# our new Full Timing wagon



## kontiki820 (Dec 15, 2013)

we joined as guests under "singleportions" in Sept 13 saying we were buying an MH for full timing - after looking at hundreds and hundreds over the last 10 years we have found our ideal wagon - and have become paid up full members under our new name "kontiki820" - now all we have to do is figure out how to download the POI - had a quick look and frightened myself to death :-(    ..... chris & dee


----------



## Deleted member 38556 (Dec 15, 2013)

kontiki820 said:


> we joined as guests under "singleportions" in Sept 13 saying we were buying an MH for full timing - after looking at hundreds and hundreds over the last 10 years we have found our ideal wagon - and have become paid up full members under our new name "kontiki820" - now all we have to do is figure out how to download the POI - had a quick look and frightened myself to death :-(    ..... chris & dee



Well done 
I full time in my motor. For the past four years 
Best life style ever 
Enjoy 
Yours Ian


----------



## kontiki820 (Dec 15, 2013)

Motorhomelover said:


> Well done
> I full time in my motor. For the past four years
> Best life style ever
> Enjoy
> Yours Ian



Hi Ian - thanks for reply and encouragement - would love to pick your brains - one day over a pint - we don't start full timing until Mar 14 - when Dee (her indoors) retires


----------



## Deleted member 20892 (Dec 15, 2013)

Good luck with the full time living, something we are considering doing when i retire in 7 years time, keep us informed on how ya get on with things, nice looking van btw.!

jt


----------



## kontiki820 (Dec 15, 2013)

john t said:


> Good luck with the full time living, something we are considering doing when i retire in 7 years time, keep us informed on how ya get on with things, nice looking van btw.!
> 
> jt



Thanks John - once we get on the road - we'll be on this site a lot - got so much to learn - chris


----------



## voyagerstan (Dec 15, 2013)

good luck and happy travels been doing it for 18years in diferent vans , would'nt change lifestyle now . only health probs would stop us (non yet touch wood). 

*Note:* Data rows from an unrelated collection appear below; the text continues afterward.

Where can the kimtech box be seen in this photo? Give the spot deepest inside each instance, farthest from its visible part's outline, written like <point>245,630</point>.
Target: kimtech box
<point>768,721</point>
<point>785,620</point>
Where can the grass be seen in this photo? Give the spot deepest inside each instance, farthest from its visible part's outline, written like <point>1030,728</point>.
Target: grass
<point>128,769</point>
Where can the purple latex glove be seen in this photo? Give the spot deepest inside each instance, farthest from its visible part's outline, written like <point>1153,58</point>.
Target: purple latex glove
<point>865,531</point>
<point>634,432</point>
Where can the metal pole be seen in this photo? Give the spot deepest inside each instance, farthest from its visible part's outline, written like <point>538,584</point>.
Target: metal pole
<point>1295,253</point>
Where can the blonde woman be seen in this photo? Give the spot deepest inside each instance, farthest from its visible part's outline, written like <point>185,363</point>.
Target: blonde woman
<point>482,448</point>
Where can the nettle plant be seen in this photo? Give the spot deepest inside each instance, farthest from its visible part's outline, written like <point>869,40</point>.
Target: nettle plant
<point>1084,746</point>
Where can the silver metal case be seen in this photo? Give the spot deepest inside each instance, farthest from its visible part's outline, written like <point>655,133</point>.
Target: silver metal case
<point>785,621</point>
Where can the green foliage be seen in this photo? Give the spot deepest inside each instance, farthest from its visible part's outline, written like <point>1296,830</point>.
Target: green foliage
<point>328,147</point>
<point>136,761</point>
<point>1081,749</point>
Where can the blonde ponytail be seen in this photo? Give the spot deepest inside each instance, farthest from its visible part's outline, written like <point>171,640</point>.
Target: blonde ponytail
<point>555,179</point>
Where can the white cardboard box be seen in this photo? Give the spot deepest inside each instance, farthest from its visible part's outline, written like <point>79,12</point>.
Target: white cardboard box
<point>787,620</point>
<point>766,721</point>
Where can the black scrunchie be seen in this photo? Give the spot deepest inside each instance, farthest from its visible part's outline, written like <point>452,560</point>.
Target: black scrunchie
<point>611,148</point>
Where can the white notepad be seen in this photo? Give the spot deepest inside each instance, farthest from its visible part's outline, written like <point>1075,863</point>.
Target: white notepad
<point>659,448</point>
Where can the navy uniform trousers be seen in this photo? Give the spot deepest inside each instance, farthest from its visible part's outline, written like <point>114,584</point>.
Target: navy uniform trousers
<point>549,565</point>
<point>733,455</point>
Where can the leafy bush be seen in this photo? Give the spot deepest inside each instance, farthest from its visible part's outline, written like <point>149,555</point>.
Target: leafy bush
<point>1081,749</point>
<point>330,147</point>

don't use camp sites (don't fence me in) cos don't need em and to costly . keep on keeping on . stan


----------



## kontiki820 (Dec 15, 2013)

Hi Stan - thanks - we are jealous already !! - chris


----------



## Tezza33 (Dec 15, 2013)

Welcome and don't be frightened with the POI's once you have done it it is easy, start a new thread with your concerns and you will get all the help you need


----------



## Deleted member 21686 (Dec 15, 2013)

Well done and welcome.


----------



## FULL TIMER (Dec 15, 2013)

Hello there, been full timers for just over 7 years now,  unlike some on here we don't get to travel far as I'm still working and need to stay pretty local to Norwich, so far it's been a great life and a relief to be free from the old bricks and mortar, we have tended to use a few selective CL / CS  sites for most of our stay's as we still wish to have a few comforts and hopefully a nearby bar, if you fancy coming to a meet of fellow forum members sometime you will be made very welcome, check out meets and gatherings, plenty of advice available on the forum about certain aspects of fulltiming if you need any.


----------



## wineciccio (Dec 15, 2013)

If are handy at pc,s, download archiescampings, its easy and most of all its free, campsites and aires all over Europe (some even in the uk), I have been using them for years, but the beauty is they are so easy to upload to your gps, honestly mate have a go.:scooter:


----------



## Deleted member 775 (Dec 16, 2013)

may i say a very nice van ,ideal for full timing hope you enjoy your time in the van as much as we did .good luck and happy travels


----------



## phillybarbour (Dec 16, 2013)

Never full timed but best of luck with the life, wish we could.


----------



## Penny13 (Dec 16, 2013)

Hi I wonder how many of us on here full time ? 
I started in September and love it despite a few problems ! But all a learning curve  
Nice looking van  
Hello Jan Mark see you soon


----------



## stonedaddy (Dec 17, 2013)

*Talbot.*

Hi Chris and Dee is your Talbot the U25 2.5 TD. I thought I would put a couple of very handy sites for you which should come in handy in the future. 

No 1 Gear Motorhome parts          No1Gear: Home Page - 

Talbot express motor owners        Talbot EXPRESS Campervan/Motorhome Owners Club & Forum (Peugeot J5, Citroen C25 & Fiat Ducato models) • Portal

Good site for advice and parts.      JKTowers eCommerce Site

Best of luck with your full timing hope to meet somewhere in the future.

.... Tom ....


----------



## gid7 (Dec 17, 2013)

Another great site for Talbot parts (Peugeot J5 is the same as a Talbot)

Peugeot - Autoteile Augustin


----------



## Seahorse (Dec 17, 2013)

Hi, and best of luck with your plans, from a fellow fulltimer.


----------



## Blodwyn Pig (Dec 17, 2013)

Congratulations, love the van. Have a great new life come March :wave::fun:


----------



## Jimhunterj4 (Dec 22, 2013)

Love the van mate, have fun


----------